Немного подумав, я согласился. Ночью убийства могли начаться вновь, тем более ворота по ночам охранялись тщательнее, чем днем. Итак, мы отправились в путь по залитым кровью улицам под синим безоблачным небом. Ворот мы достигли беспрепятственно. Под воротами, перед дверью в помещение караула, стоял, скрестив на груди руки, лотарингский воин с повязкой Гизов. Он устремил на нас свой острый взгляд и ухмыльнулся:
— Странные птички! Куда направляетесь, господин швейцарец?
Нащупывая рукоять своего меча, я шел прямо на него, решив пронзить ему грудь, ибо я устал жить и устал лгать.
— Клянусь рогами Сатаны! Вы ли это, господин Шадау? — вдруг сказал лотарингский капитан, понизив голос до полушепота. — Войдите, здесь нам никто не помешает.
Я пристально посмотрел ему в лицо, стараясь вспомнить, где его видел. В памяти тут же всплыл образ богемца, моего бывшего учителя фехтования.
— Да, да, это я, — продолжал он, угадав мои мысли, — и, как мне кажется, я оказался здесь очень вовремя.
Мы вошли в комнатку, и Гаспарда последовала за нами.

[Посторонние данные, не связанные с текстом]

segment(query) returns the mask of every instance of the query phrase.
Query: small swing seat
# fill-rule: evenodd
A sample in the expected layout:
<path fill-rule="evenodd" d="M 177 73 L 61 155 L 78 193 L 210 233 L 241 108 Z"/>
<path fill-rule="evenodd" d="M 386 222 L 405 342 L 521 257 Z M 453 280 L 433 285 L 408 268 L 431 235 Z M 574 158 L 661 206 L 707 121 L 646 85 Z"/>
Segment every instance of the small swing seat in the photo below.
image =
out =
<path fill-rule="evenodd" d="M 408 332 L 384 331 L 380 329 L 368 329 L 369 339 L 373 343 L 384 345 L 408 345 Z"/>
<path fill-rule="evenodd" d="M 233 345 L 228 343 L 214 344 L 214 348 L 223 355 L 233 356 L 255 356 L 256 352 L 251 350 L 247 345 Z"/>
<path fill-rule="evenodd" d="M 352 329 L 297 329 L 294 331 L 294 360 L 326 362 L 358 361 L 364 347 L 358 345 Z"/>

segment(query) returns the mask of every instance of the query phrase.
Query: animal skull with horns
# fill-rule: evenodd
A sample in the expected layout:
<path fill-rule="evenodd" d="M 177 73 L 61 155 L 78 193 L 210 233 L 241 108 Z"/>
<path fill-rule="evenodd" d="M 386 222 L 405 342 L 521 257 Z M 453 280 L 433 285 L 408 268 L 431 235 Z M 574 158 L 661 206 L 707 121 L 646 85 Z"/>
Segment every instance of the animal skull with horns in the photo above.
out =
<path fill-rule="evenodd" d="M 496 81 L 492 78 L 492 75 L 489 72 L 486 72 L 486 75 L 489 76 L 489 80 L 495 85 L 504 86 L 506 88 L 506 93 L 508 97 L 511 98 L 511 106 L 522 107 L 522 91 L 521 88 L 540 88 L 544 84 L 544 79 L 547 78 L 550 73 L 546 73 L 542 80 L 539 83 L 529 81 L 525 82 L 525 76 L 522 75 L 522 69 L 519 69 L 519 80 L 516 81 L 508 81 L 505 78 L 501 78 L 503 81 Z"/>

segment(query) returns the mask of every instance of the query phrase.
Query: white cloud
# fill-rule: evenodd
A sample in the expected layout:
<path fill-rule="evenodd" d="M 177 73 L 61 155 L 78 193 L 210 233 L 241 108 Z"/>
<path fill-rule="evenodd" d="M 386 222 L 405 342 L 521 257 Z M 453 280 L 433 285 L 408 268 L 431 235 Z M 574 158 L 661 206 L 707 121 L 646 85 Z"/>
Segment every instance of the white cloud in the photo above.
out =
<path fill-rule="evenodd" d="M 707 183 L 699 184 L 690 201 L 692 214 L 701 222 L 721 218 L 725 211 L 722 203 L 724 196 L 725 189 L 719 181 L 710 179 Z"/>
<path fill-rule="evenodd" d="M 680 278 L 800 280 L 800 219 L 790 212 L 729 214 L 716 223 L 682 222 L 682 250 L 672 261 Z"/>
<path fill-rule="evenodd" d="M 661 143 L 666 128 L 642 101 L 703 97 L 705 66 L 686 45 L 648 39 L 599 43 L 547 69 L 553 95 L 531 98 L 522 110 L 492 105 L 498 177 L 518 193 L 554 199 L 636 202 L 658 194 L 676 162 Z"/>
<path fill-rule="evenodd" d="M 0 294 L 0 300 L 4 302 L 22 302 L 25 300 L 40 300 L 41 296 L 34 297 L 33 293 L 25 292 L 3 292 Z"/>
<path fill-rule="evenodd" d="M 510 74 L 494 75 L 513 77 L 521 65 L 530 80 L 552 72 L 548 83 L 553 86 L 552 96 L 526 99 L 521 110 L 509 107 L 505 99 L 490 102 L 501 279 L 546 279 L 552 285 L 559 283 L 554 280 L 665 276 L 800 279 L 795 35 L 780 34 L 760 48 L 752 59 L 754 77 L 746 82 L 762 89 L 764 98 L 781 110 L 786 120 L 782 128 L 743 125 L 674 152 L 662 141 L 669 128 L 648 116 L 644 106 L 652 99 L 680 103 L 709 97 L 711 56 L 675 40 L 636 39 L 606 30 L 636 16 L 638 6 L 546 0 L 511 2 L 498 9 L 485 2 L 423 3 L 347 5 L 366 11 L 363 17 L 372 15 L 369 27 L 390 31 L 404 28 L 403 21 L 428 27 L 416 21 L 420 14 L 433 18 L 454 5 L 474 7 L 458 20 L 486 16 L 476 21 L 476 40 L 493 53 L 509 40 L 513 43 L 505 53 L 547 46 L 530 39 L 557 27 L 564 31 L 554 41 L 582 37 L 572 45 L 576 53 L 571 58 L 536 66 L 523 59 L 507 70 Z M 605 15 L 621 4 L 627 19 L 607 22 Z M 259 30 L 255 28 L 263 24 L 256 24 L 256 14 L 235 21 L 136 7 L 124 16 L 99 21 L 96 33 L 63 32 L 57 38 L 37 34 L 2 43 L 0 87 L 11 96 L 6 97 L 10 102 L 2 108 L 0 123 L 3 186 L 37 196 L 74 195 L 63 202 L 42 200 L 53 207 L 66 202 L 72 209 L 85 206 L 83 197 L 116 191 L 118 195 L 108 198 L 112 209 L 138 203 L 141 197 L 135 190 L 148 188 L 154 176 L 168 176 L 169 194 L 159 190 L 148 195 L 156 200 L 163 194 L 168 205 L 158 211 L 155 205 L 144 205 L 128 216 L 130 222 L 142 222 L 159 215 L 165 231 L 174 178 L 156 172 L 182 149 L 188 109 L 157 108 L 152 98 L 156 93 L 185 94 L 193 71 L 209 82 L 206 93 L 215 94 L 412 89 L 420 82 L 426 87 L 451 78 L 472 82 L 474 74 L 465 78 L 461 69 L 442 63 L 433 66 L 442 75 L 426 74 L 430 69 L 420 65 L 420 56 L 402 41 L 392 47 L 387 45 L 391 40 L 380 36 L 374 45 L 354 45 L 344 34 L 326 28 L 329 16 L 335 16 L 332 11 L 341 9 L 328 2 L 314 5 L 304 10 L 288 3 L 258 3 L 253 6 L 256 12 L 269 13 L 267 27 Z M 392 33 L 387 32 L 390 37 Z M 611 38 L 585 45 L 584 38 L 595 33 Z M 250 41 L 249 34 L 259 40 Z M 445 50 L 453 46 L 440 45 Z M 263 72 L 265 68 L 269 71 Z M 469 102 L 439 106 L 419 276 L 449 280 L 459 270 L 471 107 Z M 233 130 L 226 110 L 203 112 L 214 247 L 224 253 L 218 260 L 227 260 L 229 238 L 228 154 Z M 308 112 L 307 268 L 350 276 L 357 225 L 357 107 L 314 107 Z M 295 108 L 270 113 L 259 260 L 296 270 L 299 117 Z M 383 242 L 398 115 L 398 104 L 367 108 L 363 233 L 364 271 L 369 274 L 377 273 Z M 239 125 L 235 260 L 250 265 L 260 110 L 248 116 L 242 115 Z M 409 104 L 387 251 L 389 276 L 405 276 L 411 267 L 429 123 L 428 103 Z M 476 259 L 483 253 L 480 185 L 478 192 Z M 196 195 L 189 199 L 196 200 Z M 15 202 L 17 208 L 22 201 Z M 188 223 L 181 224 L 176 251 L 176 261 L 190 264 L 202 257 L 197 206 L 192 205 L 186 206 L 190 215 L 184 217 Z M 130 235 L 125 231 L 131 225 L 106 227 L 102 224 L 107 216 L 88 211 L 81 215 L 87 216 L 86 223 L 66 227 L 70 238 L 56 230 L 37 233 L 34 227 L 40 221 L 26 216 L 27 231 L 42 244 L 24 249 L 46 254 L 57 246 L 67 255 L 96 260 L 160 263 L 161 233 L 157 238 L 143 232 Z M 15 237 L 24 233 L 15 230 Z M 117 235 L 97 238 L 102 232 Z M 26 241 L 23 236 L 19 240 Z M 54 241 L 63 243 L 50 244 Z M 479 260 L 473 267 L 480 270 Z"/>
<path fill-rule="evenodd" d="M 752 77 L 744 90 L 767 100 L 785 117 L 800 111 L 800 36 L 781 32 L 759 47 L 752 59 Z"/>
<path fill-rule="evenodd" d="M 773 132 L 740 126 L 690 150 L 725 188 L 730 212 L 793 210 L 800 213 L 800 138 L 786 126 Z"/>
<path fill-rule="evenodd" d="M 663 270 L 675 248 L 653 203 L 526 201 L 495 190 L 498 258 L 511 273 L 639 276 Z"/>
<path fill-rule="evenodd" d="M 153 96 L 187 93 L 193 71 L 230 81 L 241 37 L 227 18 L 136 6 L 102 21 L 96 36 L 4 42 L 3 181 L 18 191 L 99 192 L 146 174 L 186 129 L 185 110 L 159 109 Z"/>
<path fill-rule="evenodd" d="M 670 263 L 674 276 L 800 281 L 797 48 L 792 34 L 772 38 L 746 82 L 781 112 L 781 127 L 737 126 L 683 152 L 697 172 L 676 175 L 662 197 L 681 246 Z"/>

В душном помещении на скамье лежали два пьяных солдата, рядом с ними на полу валялись игральные кости и стакан.
— Вставайте, собаки! — рявкнул на них капитан.
Один с усилием поднялся. Капитан вытолкал его за дверь со словами:
— На смену, негодяй! Ответишь жизнью, если кто-нибудь пройдет!
Другого, издавшего хрюкающий звук, он сбросил со скамьи и ногой затолкал под нее. Тот продолжал храпеть как ни в чем не бывало.
— Будьте любезны, господа, присядьте! — обратился к нам капитан, любезно указывая на грязное сиденье.
Мы сели, он придвинул сломанный стул, сел на него верхом и, облокотившись локтями на спинку, начал развязным тоном:
— Итак, мне ясно, в чем тут дело. Вам нечего объяснять мне. Вы хотите пропуск в Швейцарию, не так ли? Я буду рад отплатить вам за то, что вы в свое время показали мне вюртембергскую печать. Услуга за услугу. Печать за печать.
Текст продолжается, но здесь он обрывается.